Steve Diamond: Players came to me about alleged leak of information
Sale suspended wing Tom Arscott over an alleged leak of information to Bristol after his team-mates expressed concerns to the north west club's director of rugby Steve Diamond.
On Monday it emerged the Rugby Football Union was investigating a complaint made by Sale that related to "the passing of information to the opposition team" ahead of the Aviva Premiership clash with Bristol at the AJ Bell Stadium on New Year's Day, which the hosts lost 24-23.
A statement on the matter released on Tuesday by Bristol, who say they are "absolutely confident of no wrongdoing", confirmed their former player Arscott met his brother Luke, part of the current squad, at the team hotel on New Year's Eve.
But the Ashton Gate outfit insisted "nothing of any sporting value" was subsequently passed on to coaching staff.
When Diamond was questioned about the situation on Tuesday, he revealed Tom Arscott had been suspended since January 4.
"We investigated it internally and we are going through a disciplinary, and under the regulations, we have to report it (to the RFU), so we did that yesterday," Diamond said.
"It's now in the hands of the RFU."
When then asked how disruptive it had been for the rest of his squad, Diamond - whose side have lost their last 10 matches in all competitions - said: "The squad are galvanised.
"They came to me with the problem.
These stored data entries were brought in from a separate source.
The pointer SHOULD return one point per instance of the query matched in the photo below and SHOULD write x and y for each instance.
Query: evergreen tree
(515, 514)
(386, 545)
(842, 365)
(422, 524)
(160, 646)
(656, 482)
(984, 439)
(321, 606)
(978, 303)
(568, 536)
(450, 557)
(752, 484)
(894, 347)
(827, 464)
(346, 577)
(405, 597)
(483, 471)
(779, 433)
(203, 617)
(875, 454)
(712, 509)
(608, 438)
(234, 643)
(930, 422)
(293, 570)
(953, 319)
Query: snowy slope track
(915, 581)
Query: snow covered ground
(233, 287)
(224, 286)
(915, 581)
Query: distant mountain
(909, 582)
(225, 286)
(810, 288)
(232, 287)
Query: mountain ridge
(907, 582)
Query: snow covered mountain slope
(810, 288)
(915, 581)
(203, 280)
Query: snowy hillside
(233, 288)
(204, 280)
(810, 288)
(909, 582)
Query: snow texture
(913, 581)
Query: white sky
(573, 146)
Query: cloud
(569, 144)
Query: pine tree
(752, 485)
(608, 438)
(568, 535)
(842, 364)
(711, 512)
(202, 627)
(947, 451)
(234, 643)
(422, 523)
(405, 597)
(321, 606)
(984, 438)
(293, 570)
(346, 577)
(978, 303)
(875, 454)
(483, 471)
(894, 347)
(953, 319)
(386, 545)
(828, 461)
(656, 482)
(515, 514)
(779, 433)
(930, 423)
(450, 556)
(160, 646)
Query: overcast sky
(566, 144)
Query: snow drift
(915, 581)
I knew nothing about it. And I reacted to that - senior players coming to me.
"The squad picked it up, came and saw me, asked what should be done, and we had to go down this route."
While he declined to discuss the specifics of the case, Diamond said he had not come across anything like it in his time in rugby.
And he added: "I think if you do your own analysis, you probably don't need the information, because teams do the same most weeks.
"But in the same breath, I think there's an element of trust you need, and loyalty. And we'll see where that's at.
"I think when you sign a professional contract, team information is sacrosanct to the team's performance and that can't be discussed, certainly with opposition teams.
"I think that is the top and bottom of it.
"I think it's worded (in contracts), words to that effect, that the passing of information is forbidden."
Diamond, speaking at a media session ahead of Saturday's Champions Cup match against Scarlets, also said there was "no suggestion" from Sale that Bristol had asked one brother to get information from the other.
Reading out Bristol's statement on Tuesday at a press conference, footage of which was posted on their official Facebook page, head coach Mark Tainton said: ''From what we are aware, we are entirely comfortable that Bristol Rugby have done nothing wrong.
''Tom Arscott and Luke Arscott met on New Year's Eve at the team hotel, which is not unusual, for family living in different parts of the country to meet up.
''Following the conversation between the brothers, nothing was said or passed to the Bristol coaches of any sporting value, nor did it change the strategy in which we approached the game in any way, shape or form.
''As a club, we are entirely confident we have not acted in a way that is against the spirit and values of rugby."
Tainton added: ''Luke has carried on training and we believe he has done nothing wrong."
Bristol have vowed to "fully cooperate" with the investigation, although they said on Tuesday they were yet to hear from the RFU or Sale on the matter.
Neither Arscott brother played in the match, with Tom not included in Sale's 23-man squad and Luke an unused replacement in Bristol's.
The Arscott situation has come to light just a few days on from the RFU announcing Sale are being investigated over a possible breach of protocol in head injury management.
That relates to forward TJ Ioane completing the January 7 match against Harlequins despite appearing to show signs of concussion in the first half.
The RFU last week announced a concussion management review group panel would be examining the matter, with an update due this Friday.
And Diamond said: "We've just got to answer the questions they ask us, which we're confident of.
"We know our players better than anybody - our doctor and our physios do.
"We'd be well up there with HIA (head injury assessment) occurrences and looking after people.
"We're pretty sure all our ducks are in a row on it. I don't think it's too much to worry about if I'm being honest."